Bulk Copy

The copy statement to reload a table whose characteristics allow a bulk copy to be performed has the following format:

copy [table] [schema.]tablename

([column_name = format [with null [(value)]]

{, column_name = format [with null[(value)]]}])

from 'input_filename'

[with [standard-with-clauses]

[, allocation = n] [, extend = n] [, row_estimate = n]

[, fillfactor=n] [, minpages=n] [, maxpages=n]

[, leaffill=n] [, nonleaffill=n]]

If the file is formatted, you must specify columns in the column list as described for reloading formatted data. If the file is binary, use an empty column list.

Bulk Copying Requirements

To perform a bulk copy when loading data from a file into a table, the table must have the following characteristics:

The table has no secondary indexes.
The table is not journaled.
The table is not partitioned.
The table is either a heap table (the data from the file is appended to the end of the heap table) or empty and less than 18 pages in size if the table is hash, B-tree, or ISAM (the table is rebuilt with the new data from the file).
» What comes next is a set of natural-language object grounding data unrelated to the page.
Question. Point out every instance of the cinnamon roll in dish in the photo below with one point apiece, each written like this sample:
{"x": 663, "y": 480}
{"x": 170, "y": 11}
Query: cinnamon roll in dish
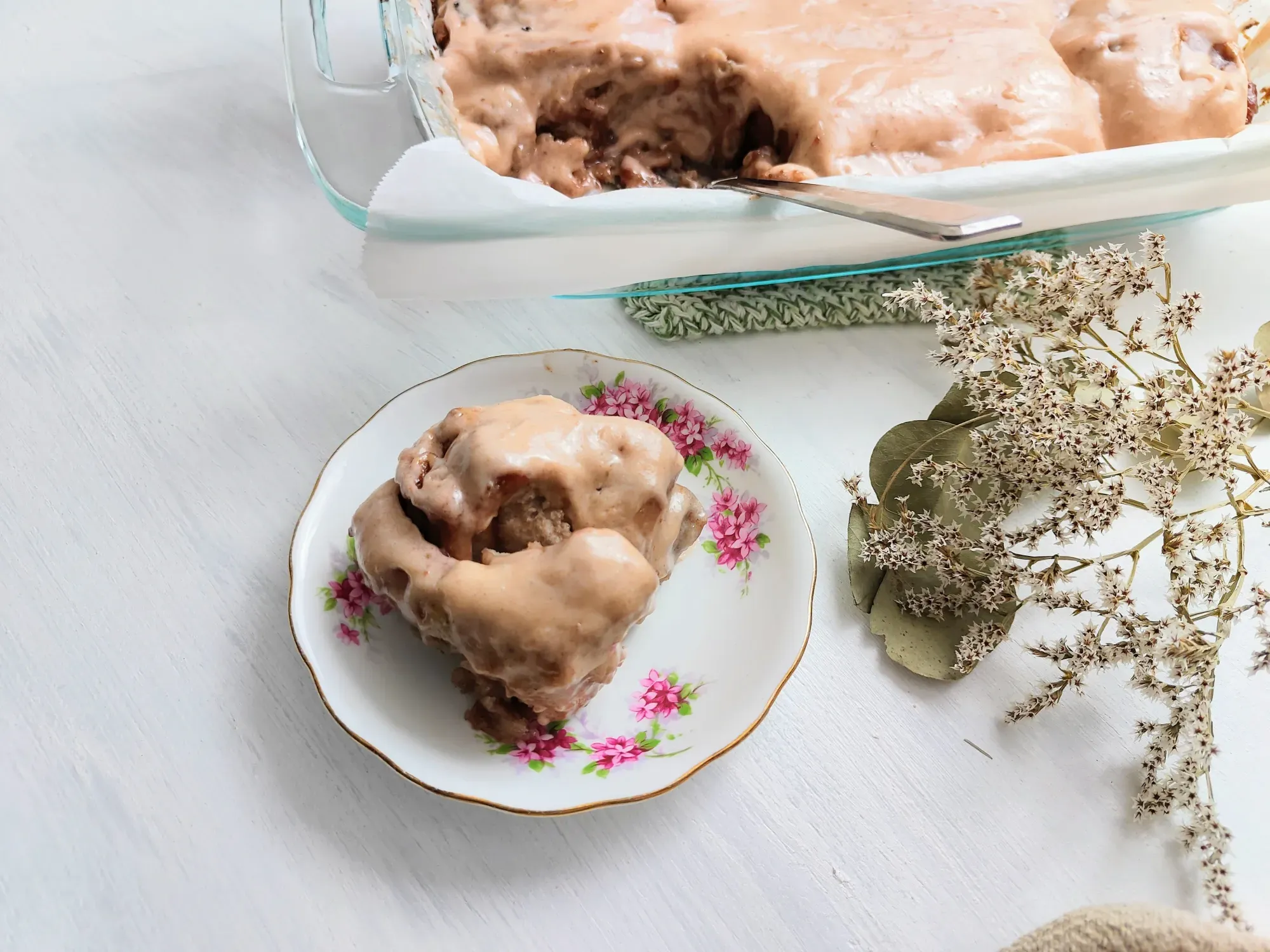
{"x": 587, "y": 96}
{"x": 529, "y": 539}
If these requirements are not met, the copy is performed in incremental mode.

Transaction Logging During Bulk and Incremental Copy

The bulk copy requires only minimal transaction logging.

Note: A transaction is still entered into the log file and normal logging occurs for the associated system catalogs.

In contrast, an incremental copy can generate a large amount of transaction log records. The incremental copy requires logging for every record transfer and every structural change to the table.

An alternative method to reducing logging is described in Large Data Loads with the Set Nologging Statement.

Bulk and Incremental Copy Processing

The processing for a bulk copy is similar to a modify statement, except that the data comes from an external source rather than an existing table. For a bulk copy, the copy statement:

Reads all data from the source.
Deposits the data in the Data Manipulation Facility (DMF) sorter.
The sorter sorts all data into the required order.
Note: For a heap table, no sorting is done.
The copy extracts the data from the sorter, builds the table, and populates the table.

In contrast, for an incremental copy, the sequence is to:

Read one record from the external file.
Add to the table as an insert.
Repeat these steps until the data has been copied.

Bulk Copy With-Clauses

The with clause options on the copy statement for bulk copy operate like the corresponding clauses in the modify statement.

If these clauses are omitted, the table default values in the system catalogs are used. If any of these clauses are specified, the values become the new defaults for the table in the system catalogs.

The following clauses can be used only with a bulk copy:

Note: If these clauses are used with a copy statement with columns specified, an error message is returned and the copy is not performed.

with allocation
A bulk copy from can preallocate table space with the allocation clause. This clause specifies how many pages are preallocated to the table. This clause can be used only on tables with B-tree, hash, or ISAM storage structures.For example, preallocate 1000 pages for bulk copying from the emp.data file into the emp table:

copy emp() from 'emp.data' with allocation = 1000;

VMS: Preallocating space with the allocation clause is important particularly in VMS installations to increase loading efficiency.
with extend
A bulk copy from can extend table space with the extend clause. This clause specifies how many pages the table is extended. This clause can be used only on tables with B-tree, hash, or ISAM storage structures.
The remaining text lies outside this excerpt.